Monday, January 28, 2008

What Grade Do You Get? Guest Blogger Serena Shares Her Tips for Eating Healthier

Ok, so how many of you know that you should include more servings of fresh, colorful fruits and vegetables in your daily diet? Yes, just as I suspected all of you knew that one. Great, you received an A grade for this test question. Now onto your second test question. How many of you are eating the recommended daily amount of 5-9 servings of fruits and vegetables a day? Aha, just as I thought, a minority of you. But if you are meeting the recommendation, congratulations and keep up the great work; however for a lot of you it looks like you are receiving a failing grade for this one, for now. As your dutiful nutrition professor I feel compelled to guide you toward an A grade.

I often ask my peers, mentors and students what is their personal disconnect between knowing and acting. The knowing being that fruits and vegetables are good for you and the acting being obtaining, preparing, and consuming them. What I have found is three reoccurring themes.

  • Fresh fruits and vegetables “go bad” too quickly.
  • Fresh fruits and vegetables are too labor intensive to prepare.
  • I just don’t like the way they taste.

In order to address each of these barriers I have created a “study guide” so you can be well on your way to that desirable A grade.

Problem: Fresh fruits and vegetables “go bad” too quickly.

Solution: Simply buy less and buy fruits and vegetables that have a longer shelf-life.

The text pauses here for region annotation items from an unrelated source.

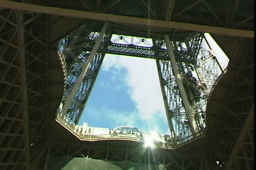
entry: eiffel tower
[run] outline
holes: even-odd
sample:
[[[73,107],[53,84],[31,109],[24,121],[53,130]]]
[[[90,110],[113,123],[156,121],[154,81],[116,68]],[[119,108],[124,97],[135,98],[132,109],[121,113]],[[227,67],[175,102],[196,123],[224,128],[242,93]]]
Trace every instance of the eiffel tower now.
[[[254,170],[253,6],[1,0],[0,170]],[[170,134],[78,125],[108,54],[155,61]]]

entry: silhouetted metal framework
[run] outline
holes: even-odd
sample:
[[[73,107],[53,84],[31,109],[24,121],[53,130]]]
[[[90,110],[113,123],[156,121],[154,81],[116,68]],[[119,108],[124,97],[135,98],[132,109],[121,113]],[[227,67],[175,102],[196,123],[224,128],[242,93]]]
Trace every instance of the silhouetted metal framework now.
[[[207,49],[205,46],[207,44],[203,33],[171,36],[178,71],[185,88],[184,92],[187,94],[189,107],[191,108],[195,115],[190,121],[187,115],[191,113],[186,114],[185,111],[186,108],[180,95],[180,89],[178,88],[179,85],[175,80],[176,75],[172,71],[163,37],[152,35],[149,38],[153,38],[153,45],[146,35],[144,37],[141,35],[137,37],[124,34],[111,34],[116,29],[116,26],[113,25],[109,26],[110,28],[104,36],[101,44],[90,66],[90,70],[85,75],[73,99],[72,104],[69,107],[67,113],[63,113],[61,109],[66,101],[69,100],[69,95],[77,77],[81,74],[81,67],[85,64],[90,50],[95,44],[94,39],[98,38],[100,33],[92,30],[101,25],[98,22],[88,22],[60,41],[59,53],[66,63],[67,83],[62,102],[58,111],[61,113],[62,117],[59,115],[58,118],[61,121],[64,118],[66,120],[63,121],[66,124],[69,122],[71,125],[78,123],[105,54],[133,55],[156,59],[163,100],[165,101],[167,99],[165,105],[171,137],[183,139],[192,135],[195,127],[192,126],[193,125],[190,123],[191,121],[195,121],[196,126],[198,126],[197,128],[199,128],[194,133],[198,132],[201,134],[205,127],[206,100],[215,80],[221,73],[221,68],[216,57],[209,51],[211,47]],[[115,49],[112,48],[113,46]],[[194,119],[195,120],[193,121]]]
[[[154,165],[156,163],[152,162],[152,157],[155,154],[155,160],[160,162],[157,165],[164,165],[167,169],[254,169],[254,1],[159,1],[0,0],[0,170],[46,170],[51,167],[48,166],[51,166],[51,160],[62,162],[67,158],[74,160],[79,158],[80,162],[90,164],[86,157],[92,158],[93,161],[148,161]],[[98,21],[99,26],[93,24],[90,27],[90,20]],[[173,74],[171,69],[165,69],[171,68],[171,64],[165,48],[160,47],[161,43],[164,44],[162,36],[169,35],[170,44],[174,46],[173,52],[177,58],[184,59],[183,54],[179,56],[175,53],[176,48],[181,48],[180,43],[187,49],[197,49],[196,52],[191,51],[192,57],[184,54],[190,59],[195,59],[193,55],[199,56],[204,51],[203,48],[200,48],[202,46],[197,48],[193,45],[198,44],[201,36],[192,34],[188,39],[181,41],[174,36],[177,34],[178,37],[182,37],[182,34],[184,34],[187,36],[195,31],[211,33],[230,62],[227,70],[223,70],[213,83],[213,89],[205,86],[203,90],[200,90],[201,94],[211,91],[207,101],[202,98],[196,102],[200,106],[207,102],[206,108],[200,106],[200,109],[197,110],[196,107],[193,108],[200,115],[202,114],[200,116],[202,118],[205,116],[203,111],[201,113],[201,110],[206,111],[205,134],[203,137],[205,142],[202,142],[203,138],[196,138],[176,149],[157,150],[158,153],[152,152],[154,154],[149,157],[145,154],[139,154],[141,150],[137,149],[140,144],[137,142],[80,141],[74,137],[71,131],[67,131],[55,121],[56,108],[63,94],[67,96],[70,93],[68,89],[71,90],[74,85],[74,82],[70,80],[73,80],[72,77],[75,80],[76,73],[79,72],[80,64],[73,62],[72,57],[80,57],[76,59],[77,61],[86,61],[88,52],[91,51],[95,44],[92,35],[94,32],[98,34],[102,26],[101,22],[106,21],[111,22],[109,26],[113,25],[114,28],[108,31],[109,32],[104,39],[106,41],[97,52],[98,59],[93,64],[94,66],[92,66],[94,67],[92,69],[95,71],[93,75],[99,69],[105,54],[156,59],[161,71],[158,75],[163,78],[160,83],[161,90],[165,92],[162,93],[164,100],[165,95],[166,97],[165,102],[167,111],[180,108],[176,106],[180,106],[181,102],[178,98],[176,101],[170,103],[175,96],[170,95],[174,92],[168,88],[176,88],[176,85],[173,76],[170,76],[171,83],[167,78],[168,75]],[[79,39],[75,34],[81,35],[75,29],[85,23],[83,26],[88,26],[86,29],[89,32],[84,32],[84,37],[88,38],[92,33],[92,36],[83,41],[86,43],[83,46],[68,52],[68,48],[79,44],[76,42]],[[70,33],[73,34],[69,38],[67,36]],[[121,40],[120,36],[114,41],[107,41],[113,40],[111,37],[113,34],[141,37],[141,42],[145,38],[151,38],[153,43],[158,45],[141,47],[130,42],[121,44],[118,42]],[[58,44],[61,39],[62,42]],[[195,43],[182,45],[183,42],[188,41]],[[61,46],[67,48],[62,51]],[[155,52],[159,49],[163,51],[160,53],[164,55],[155,55]],[[86,54],[82,52],[83,50]],[[186,50],[178,51],[179,54],[182,54],[180,52]],[[72,54],[74,52],[75,55]],[[205,59],[211,58],[211,54],[205,55]],[[69,56],[69,58],[64,57]],[[68,61],[70,59],[71,62]],[[203,70],[204,68],[209,69],[212,65],[211,62],[215,62],[214,60],[204,60],[203,57],[202,59],[197,58],[197,60],[201,66],[197,69],[197,77],[208,77],[203,81],[210,82],[211,85],[213,82],[211,80],[215,79]],[[196,68],[197,64],[191,64],[191,61],[186,61],[190,63],[187,65]],[[177,62],[181,63],[180,65],[186,62],[179,60]],[[75,66],[72,65],[74,63]],[[72,72],[73,70],[70,68],[74,66],[77,70]],[[184,71],[178,67],[182,74],[188,73],[192,69],[189,65],[186,68],[188,69]],[[78,118],[77,115],[84,106],[95,81],[92,73],[88,74],[87,80],[82,83],[87,85],[83,85],[79,90],[87,97],[75,98],[71,108],[76,111],[72,112],[75,114],[70,114],[71,110],[68,112],[70,119],[67,120],[70,120],[69,123],[74,122],[75,118]],[[184,85],[192,90],[193,85],[187,81],[187,78],[183,80]],[[204,82],[202,78],[200,80]],[[188,94],[189,91],[186,91]],[[66,99],[64,98],[62,102]],[[180,112],[182,112],[175,113]],[[183,122],[187,122],[184,113],[180,116],[175,116],[171,112],[166,113],[170,115],[168,116],[169,121],[171,117],[175,122],[175,116],[183,116],[182,120],[185,120]],[[199,121],[198,119],[197,121]],[[73,124],[69,123],[70,126]],[[181,123],[181,125],[184,124]],[[198,123],[199,128],[203,129],[200,124]],[[173,124],[174,126],[179,124]],[[184,126],[175,127],[178,134],[191,133],[189,125]],[[138,152],[133,153],[133,151]],[[148,155],[148,152],[143,153]],[[202,153],[204,154],[199,154]],[[137,155],[140,157],[139,159]],[[150,158],[149,161],[146,160],[148,157]]]

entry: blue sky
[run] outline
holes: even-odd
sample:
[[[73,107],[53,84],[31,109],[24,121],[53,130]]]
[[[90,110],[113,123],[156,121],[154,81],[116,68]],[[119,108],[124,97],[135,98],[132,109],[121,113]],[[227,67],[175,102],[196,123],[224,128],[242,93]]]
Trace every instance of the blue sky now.
[[[84,121],[168,134],[155,60],[107,54],[79,124]]]
[[[225,68],[227,57],[205,36]],[[169,134],[154,59],[106,54],[79,124],[111,129],[129,125]]]

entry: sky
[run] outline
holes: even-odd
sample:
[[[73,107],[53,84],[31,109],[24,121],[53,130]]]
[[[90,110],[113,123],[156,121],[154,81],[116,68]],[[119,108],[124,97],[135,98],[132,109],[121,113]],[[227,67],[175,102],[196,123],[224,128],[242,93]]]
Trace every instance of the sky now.
[[[205,36],[225,67],[228,59],[211,36]],[[155,61],[106,54],[79,124],[84,122],[90,126],[128,125],[169,134]]]

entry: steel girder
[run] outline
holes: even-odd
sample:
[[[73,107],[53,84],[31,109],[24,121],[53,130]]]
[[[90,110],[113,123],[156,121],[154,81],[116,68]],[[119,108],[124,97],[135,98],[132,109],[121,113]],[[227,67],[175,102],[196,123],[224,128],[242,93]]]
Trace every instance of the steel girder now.
[[[0,11],[0,169],[33,168],[46,140],[44,16]]]
[[[79,162],[72,164],[77,169],[107,169],[109,163],[116,165],[122,168],[120,169],[138,166],[146,168],[149,165],[152,169],[156,170],[160,167],[166,170],[211,169],[208,168],[208,161],[200,156],[189,158],[179,153],[172,155],[160,150],[146,149],[143,145],[136,143],[123,141],[121,144],[109,141],[102,144],[88,144],[86,146],[81,144],[76,146],[68,144],[65,145],[53,144],[49,154],[48,169],[58,169],[65,165],[68,167],[69,164],[72,163],[72,160]],[[95,164],[93,161],[90,162],[90,160],[101,163]]]
[[[243,41],[235,39],[228,44]],[[213,147],[209,155],[211,163],[220,169],[254,169],[254,126],[251,121],[254,119],[251,112],[254,90],[251,85],[254,82],[254,64],[252,65],[254,59],[254,42],[249,40],[247,43],[246,47],[240,46],[238,52],[235,52],[243,54],[244,57],[233,60],[228,68],[226,74],[232,74],[232,79],[228,83],[223,77],[216,88],[226,93],[227,98],[221,101],[209,101],[222,110],[218,115],[208,115],[217,124],[215,131],[211,129],[215,138],[210,144]],[[239,66],[236,64],[237,63],[240,63]],[[232,85],[228,88],[228,83]]]

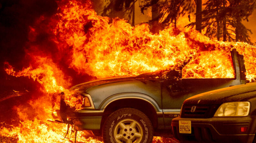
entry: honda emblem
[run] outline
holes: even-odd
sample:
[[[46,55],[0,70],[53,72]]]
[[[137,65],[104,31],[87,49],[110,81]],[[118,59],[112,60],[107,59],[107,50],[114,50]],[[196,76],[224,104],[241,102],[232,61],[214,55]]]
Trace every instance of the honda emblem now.
[[[195,106],[193,106],[191,108],[191,112],[194,112],[195,110]]]

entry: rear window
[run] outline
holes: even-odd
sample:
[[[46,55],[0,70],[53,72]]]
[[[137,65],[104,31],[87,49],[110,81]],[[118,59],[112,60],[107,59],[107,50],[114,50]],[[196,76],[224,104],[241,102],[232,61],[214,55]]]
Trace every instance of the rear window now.
[[[183,68],[182,78],[234,78],[233,63],[230,52],[201,52]]]

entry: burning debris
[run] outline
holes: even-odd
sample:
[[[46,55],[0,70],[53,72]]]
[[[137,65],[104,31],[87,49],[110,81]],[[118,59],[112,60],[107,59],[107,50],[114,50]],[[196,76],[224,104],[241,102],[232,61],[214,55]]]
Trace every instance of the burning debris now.
[[[256,50],[246,43],[213,41],[195,30],[180,28],[167,27],[153,34],[147,24],[133,27],[123,19],[111,21],[97,15],[89,1],[59,4],[56,15],[42,16],[30,27],[31,48],[26,51],[30,66],[18,71],[5,63],[8,74],[33,79],[42,85],[38,90],[43,93],[28,102],[35,111],[33,117],[29,115],[30,109],[21,105],[14,109],[21,120],[18,125],[0,128],[1,136],[18,139],[18,142],[69,142],[72,138],[62,136],[66,126],[47,120],[54,121],[52,115],[57,115],[55,110],[59,108],[60,97],[56,93],[64,91],[66,103],[74,110],[81,108],[82,98],[68,89],[72,84],[73,75],[88,75],[95,79],[157,72],[164,77],[168,71],[175,70],[182,72],[183,78],[232,78],[235,73],[230,51],[235,49],[244,56],[247,79],[256,78]],[[53,53],[33,43],[42,30],[39,26],[47,18],[51,22],[44,24],[47,28],[44,30],[56,45]],[[205,58],[206,55],[211,59]],[[187,64],[181,71],[184,63]],[[101,142],[82,133],[78,135],[79,142]]]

Start with an attainable goal of 1 serving of fresh fruit and 1 serving of fresh vegetables a day. In this way when you go to the grocery store you need only purchase 3 apples and a bunch of grapes to last a week. These specific fruits will last the week for a single person. (Hint: start with the grapes and keep them in your refrigerator). For your vegetables, bagged lettuce will last up to 7 days (or more) if stored properly and winter squash, onions, celery, cauliflower, and potatoes much longer.

Problem: Fresh fruits and vegetables are too labor intensive to prepare.

Solution: Purchase fruits and vegetables that are simple to prepare. Yams only need a scrub, time and a hot oven. Bagged lettuce only needs a quick rinse, tangy vinaigrette and handful of nuts. Apples and pears, merely need to be eaten. Additionally, over time, both farmers and grocers have adapted to our frenetic lifestyles, developing either new products like broccolini (a hybrid of broccoli that requires no chopping and only a quick steam or sauté) or value-added products such as prewashed and chopped green beans.

Problem: I just don’t like the way they taste.

Solution: All this requires is a sense of adventure. If you don’t enjoy Napa cabbage give the slightly sweeter (and very delicious) Savoy cabbage a try. Don’t relish the thought of steamed zucchini tossed with butter? Try it roasted with tomato sauce. By altering either the variety of vegetable or the method of preparation you should find a wide range of fruits and vegetables that you will not only enjoy, but dare I say crave.

I hope you found my study guide helpful. As your nutrition professor I would like to encourage all of you to study hard (i.e. eat more fruits and veggies), retake the exam following all that hard studying, and give yourself that A grade you deserve! You can do it. Just remember to start small and try different fruits and vegetables and/or find new ways to cook the classics. Good luck and happy studying!


-Serena Marie is a fourth year Nutritional Biology Doctoral Candidate at the University of California, Davis. Her primary research focuses on the genetics of body weight and the investigation of gene x diet interactions. Serena is adjunct faculty at Napa Valley College teaching, Nutrition Today, an introductory nutrition class for non-science majors and is a guest lecturer for Physiological Genomics and Clinical Nutrition at the University of California, Davis.